メルセデスAMG A35 4MATICエディション1(4WD/7AT)
隙のないホットハッチ 2019.10.25 試乗記 メルセデスAMGの新たなエントリーモデルとして「A35 4MATIC」が登場した。同じ2リッター直4ターボエンジンを積む最強モデル「AMG A45 S 4MATIC+」の421PSに対して、こちらは306PSとやや控えめな出力。峠道を模したクローズドコースでその実力を確かめた。まずは「A35」から
2019年10月に国内導入された現行の4代目「Aクラス」は、当初1.3リッター直4ターボの「A180」のみだったが、2019年の春には2リッター直4ディーゼルターボ仕様が追加され、さらには「セダン」と車種を増やしている。海外向けには2リッター直4ターボの「A220」も「A250」もラインナップされているが、それを飛び越してメルセデスAMGのA35 4MATICが導入されたところを見ると、どうやらハッチバックにA220およびA250は設定されないようだ。
それにしても、メルセデス・ベンツのニューモデル攻勢には目を見張るばかりである。特にメルセデスが近年強力にプッシュしているコンパクトモデルシリーズ(NGCC)の増殖が著しく、老婆心ながら心配になるほどだ。おかげで輸入車のなかでもメルセデスブランドは2019年上半期のシェアがナンバー1(JAIA調べ)であるなど健闘していることは事実だろうが、その件について関係者に水を向けると、あまり明るい表情が見られないことが気がかりだ。何しろ、いっぽうでいわゆる新古車が増えていることは周知の事実なのである。老婆心ではあるが。

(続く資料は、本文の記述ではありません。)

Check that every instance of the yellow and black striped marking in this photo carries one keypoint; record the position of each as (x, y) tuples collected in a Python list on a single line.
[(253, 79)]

それはともかく、Aクラスに追加された高性能版のホットハッチがA35 4MATICである。「35」というモデル名が示すように「45」の弟分に当たり、メルセデスAMGの中ではエントリーモデルの位置づけとなる。この35シリーズは今後他のコンパクトモデルにもラインナップされるはずで、ますますややこしくなる。
ただし、今回試乗したクルマは発表記念の特別仕様モデルである「エディション1」。最近ではよくある手法だが、スタンダードのA35ではオプションとなるAMGアドバンスドパッケージやAMGライドコントロールサスペンションなどが標準装備される上に、フロントのエアスプリッターや大型のリアスポイラー、ボディーサイドのデカールも加わる派手ないでたちの限定モデルである。
バンパー横にはGTレーシングカーのような小さな追加スポイラー(フリックと呼ぶらしい)も取り付けられており、オヤジ世代には正直言って気恥ずかしい。メルセデスAMGも最初からこういう派手な仕立てをする時代になったんだなあ、と驚くが、従来型「AMG A45 4MATIC」でも好評だったらしいので、2匹目のドジョウを狙うのは当然かもしれない。日本メーカーの“コンパクトロケット”がほとんど姿を消した今、飛ばし屋時代を忘れられない年配ユーザーが歓迎したくなるのはこういうモデルなのだろう。